En ce qui concerne le choix… C’est toujours une question de contrainte. Le film étant auto-produit, je ne pouvais pas me déplacer pour rencontrer les filles. La question a plutôt été celle de savoir qui accepte de rentrer dans ma narration. Quand j’ai commencé à mettre des messages sur les réseaux sociaux pour recruter, j’ai reçu des réponses de Guyane, de la Réunion, de Guadeloupe, de Normandie, sauf que moi j’étais en région parisienne, je rencontrais les personnes les soirs et les week-ends, et je n’ai pas pu me déplacer pour rencontrer tout le monde. Le choix, c’est : des filles qui étaient mes amies avant le tournage, des artistes que j’ai rencontrées dans mon parcours professionnel de comédienne et celles qui ont accepté de participer suite à mes appels sur les réseaux sociaux. J’ai reçu une soixantaine de candidature, j’ai rencontré 45 personnes en entretien et à la fin, il reste 24 participantes dans le film.

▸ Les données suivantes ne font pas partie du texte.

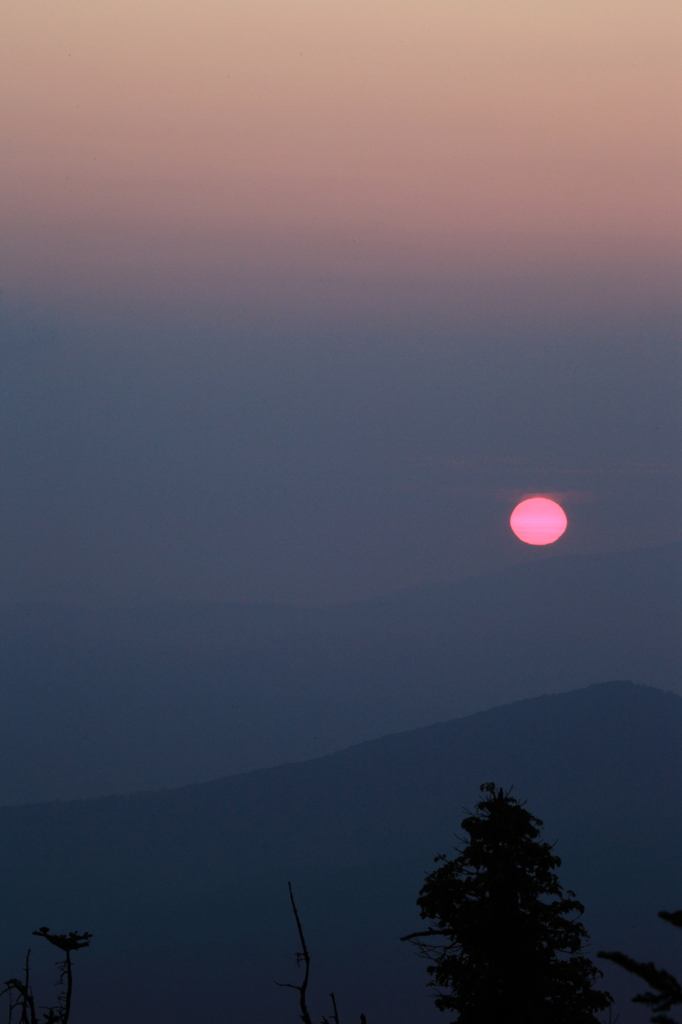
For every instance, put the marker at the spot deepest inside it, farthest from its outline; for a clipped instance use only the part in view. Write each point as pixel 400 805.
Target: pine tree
pixel 506 946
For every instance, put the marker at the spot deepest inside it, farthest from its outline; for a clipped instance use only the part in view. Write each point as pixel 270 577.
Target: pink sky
pixel 211 150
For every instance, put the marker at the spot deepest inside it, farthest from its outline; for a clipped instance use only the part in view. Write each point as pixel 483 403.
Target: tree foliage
pixel 506 943
pixel 665 990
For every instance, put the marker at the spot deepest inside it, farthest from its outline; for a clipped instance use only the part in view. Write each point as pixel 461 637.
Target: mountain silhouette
pixel 126 699
pixel 185 890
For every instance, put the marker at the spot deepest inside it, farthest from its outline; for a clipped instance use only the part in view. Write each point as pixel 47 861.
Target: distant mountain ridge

L’une des femmes qui vous parle évoque le féminisme blanc en disant « qu’elles n’ont pas le même agenda politique » que les afroféministes. Comment justement les différentes branches du féminisme actuel peuvent s’articuler ? Comment elles peuvent être en lien avec l’afroféminisme ?
Je dirais qu’avant de penser l’articulation, ce qui est important c’est que chacun.e soit capable de penser sa position. Je pense que c’est réfléchir à ce que ça veut dire qu’être une femme blanche. Avant de penser « convergence des luttes » entre guillemets, il faut déjà comprendre où on est et je pense que ce travail n’est pas fait. Qu’est-ce que ça veut dire, par exemple, d’être une institution et de se rendre compte qu’on travaille qu’entre blanc.he.s et que la seule femme Noire du groupe, c’est la femme de ménage ? Je pense qu’il y a déjà un gros travail d’éducation de soi à faire, de faire un point sur ses privilèges, sur ses préjugés, avant de vouloir s’associer.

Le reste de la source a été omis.